Su melena brillaba y su largor asombraba. Ella sólo sonríe convirtiendo su pelo
en dos trenzas que se deslizaban hambrientas por su anatomía de maga. Se aferró
cual liana y trepando por sus columnas, recorriendo montañas, se resbaló por
ellas a cintura orada. Escalando se acurrucó en su nuca, para deslizarse por frente
y pestañas. Sus ojos relucían como luceros al alba, dos olivas muy negras las
pestañas bañaban. Su nariz respingona daba paso a sus grutas. Su alma desganada,
seguía viviendo momentos de esperanza.
Tropezó con sus labios de rojo purpúreo, y le mostró
la entrada a su caudal de vida de pedrería de nácar: su lengua. Lento, se
descolgaba su barbilla.

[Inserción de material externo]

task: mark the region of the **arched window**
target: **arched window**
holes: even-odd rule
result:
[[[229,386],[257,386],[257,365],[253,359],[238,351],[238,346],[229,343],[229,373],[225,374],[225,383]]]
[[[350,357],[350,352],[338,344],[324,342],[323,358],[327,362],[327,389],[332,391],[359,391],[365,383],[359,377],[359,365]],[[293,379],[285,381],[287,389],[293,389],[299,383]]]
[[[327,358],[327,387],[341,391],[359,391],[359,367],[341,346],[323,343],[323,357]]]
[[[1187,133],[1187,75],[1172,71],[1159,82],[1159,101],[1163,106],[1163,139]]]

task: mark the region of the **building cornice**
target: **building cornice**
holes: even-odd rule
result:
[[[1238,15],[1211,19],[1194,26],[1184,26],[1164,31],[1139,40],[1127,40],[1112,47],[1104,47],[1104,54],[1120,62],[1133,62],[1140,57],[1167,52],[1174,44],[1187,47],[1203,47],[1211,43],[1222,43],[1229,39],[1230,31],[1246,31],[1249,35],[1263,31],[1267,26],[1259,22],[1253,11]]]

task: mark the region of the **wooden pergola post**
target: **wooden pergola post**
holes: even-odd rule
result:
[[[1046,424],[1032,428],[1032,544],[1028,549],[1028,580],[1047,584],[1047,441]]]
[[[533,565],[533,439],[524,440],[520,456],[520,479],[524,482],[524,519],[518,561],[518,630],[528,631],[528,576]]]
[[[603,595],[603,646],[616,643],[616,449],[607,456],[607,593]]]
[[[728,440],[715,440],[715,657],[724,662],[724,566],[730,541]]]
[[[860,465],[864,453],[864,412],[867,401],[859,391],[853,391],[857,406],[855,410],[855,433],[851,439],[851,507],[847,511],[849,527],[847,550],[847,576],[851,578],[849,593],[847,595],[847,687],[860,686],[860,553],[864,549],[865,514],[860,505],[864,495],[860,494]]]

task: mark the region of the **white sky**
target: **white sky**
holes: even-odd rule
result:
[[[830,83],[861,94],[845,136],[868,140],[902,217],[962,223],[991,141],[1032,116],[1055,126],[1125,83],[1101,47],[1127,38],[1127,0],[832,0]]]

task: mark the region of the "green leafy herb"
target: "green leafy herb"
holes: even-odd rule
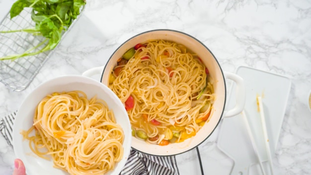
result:
[[[0,60],[13,60],[54,49],[61,39],[62,32],[69,28],[85,4],[85,0],[17,0],[10,10],[11,19],[19,15],[24,8],[32,8],[31,19],[35,22],[35,27],[0,33],[28,32],[42,35],[46,39],[22,54],[6,56],[0,58]],[[43,48],[33,52],[45,44]]]

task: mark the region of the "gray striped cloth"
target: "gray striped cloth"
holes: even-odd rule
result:
[[[12,130],[16,112],[0,120],[0,131],[7,144],[12,146]],[[179,175],[175,156],[156,157],[131,150],[121,175]]]

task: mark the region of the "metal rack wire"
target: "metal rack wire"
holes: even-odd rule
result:
[[[83,11],[84,6],[81,9]],[[20,14],[10,19],[9,13],[0,23],[0,31],[33,28],[31,9],[24,8]],[[78,16],[78,18],[80,15]],[[74,25],[76,19],[68,30],[62,33],[62,38]],[[46,38],[27,32],[0,33],[0,57],[20,54],[41,43]],[[47,44],[43,44],[32,52],[41,50]],[[0,82],[13,91],[26,89],[54,50],[38,55],[18,58],[15,60],[0,60]]]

Le atrapa y su cuello y sus hombros dan reposo al
guerrero que convulsiona su cuerpo, mientras lentamente su ombligo le observa
con risa complaciente. Su corazón se agita. Redoblan los tambores. Las lianas
de pelo esponjoso, se descuelgan al bosque que resguarda la gruta, donde mana
la vida los sueños y la gloria. Sus jugos le aprisionan. Se precipitó, y agitado,
con un beso en sus labios seguirá su camino por columnas de mármol hasta pies
junto a dedos que soportan las plantas a una mujer de ojos negros, de belleza
sin mancha. Corazón… corazón… con el que tanto amas.